The species is a kind of beaked whale, in itself a mysterious category of mammal. Beaked whales spend much of their time diving in deep waters, and some species spend only an estimated five per cent of their time coming up to the surface for air, van Helden said, making it difficult for scientists to study them. In 2002, van Helden led a team of scientists who confirmed that the spade-toothed whale was a unique species, using three sets of skeletal remains collected in New Zealand and Chile between the 1870s and 1990s — some which had been misclassified or overlooked.

The species was first identified in 1874, using a jawbone and two tusked teeth collected from Pitt Island, New Zealand.

But because no more specimens of the species were found, scientists misclassified it as another species of beaked whale, called the strap-toothed whale.

A second sample was collected in 1950 from New Zealand’s White Bay but was kept in a university’s museum for decades without being identified — until van Herden stumbled upon it by accident. Another skull was discovered in Robinson Crusoe Island off Chile by scientists who, unaware of the two New Zealand samples, determined in 1995 that their skull belonged to a new species.

Van Herden and his team used DNA testing to determine that all three samples belonged to the same species, and “resurrected” the spade-toothed whale in 2002, he said. In 2010, a mother and calf washed ashore in New Zealand — the first intact specimens known to scientists — but were misidentified and buried before they could be examined. Still, they allowed scientists to begin to describe the whale’s appearance for the first time. Another stranding in New Zealand in 2017 helped solidify that description.

Before they can dissect the frozen whale carcass, scientists will have to hold discussions with the local Indigenous Maori people, who regard whales as sacred.

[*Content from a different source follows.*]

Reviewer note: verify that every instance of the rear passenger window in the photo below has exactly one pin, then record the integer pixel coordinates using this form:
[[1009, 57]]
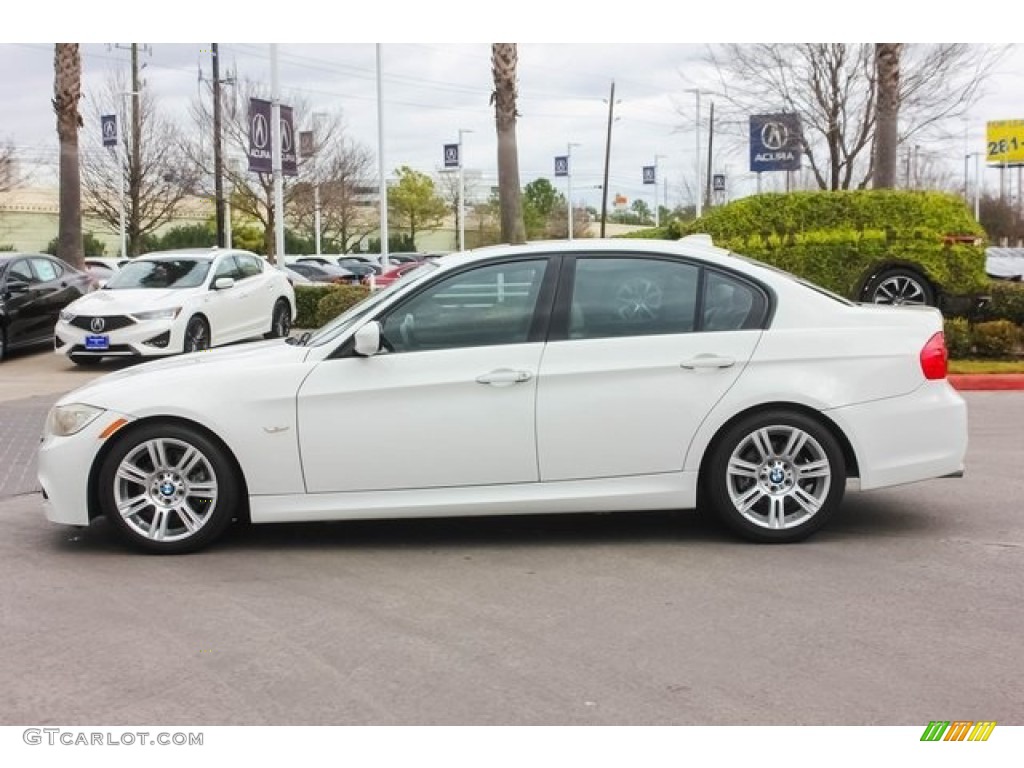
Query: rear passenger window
[[632, 297], [728, 304], [249, 265]]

These talks will likely take a long time because of the whale’s rarity, a statement from the department of conservation said.

Earlier this year, indigenous leaders in New Zealand, Tahiti and the Cook Islands signed a treaty that recognised whales as legal persons.

If scientists are able to dissect the carcass, that could shed more light on their biology and how they differ from other beaked whales, Van Herden said.

The contents of its stomach could provide information on their diets and which
parts of the ocean they live
in.

“There’s a world of possibilities in terms of what we can uncover,” Van Herden said.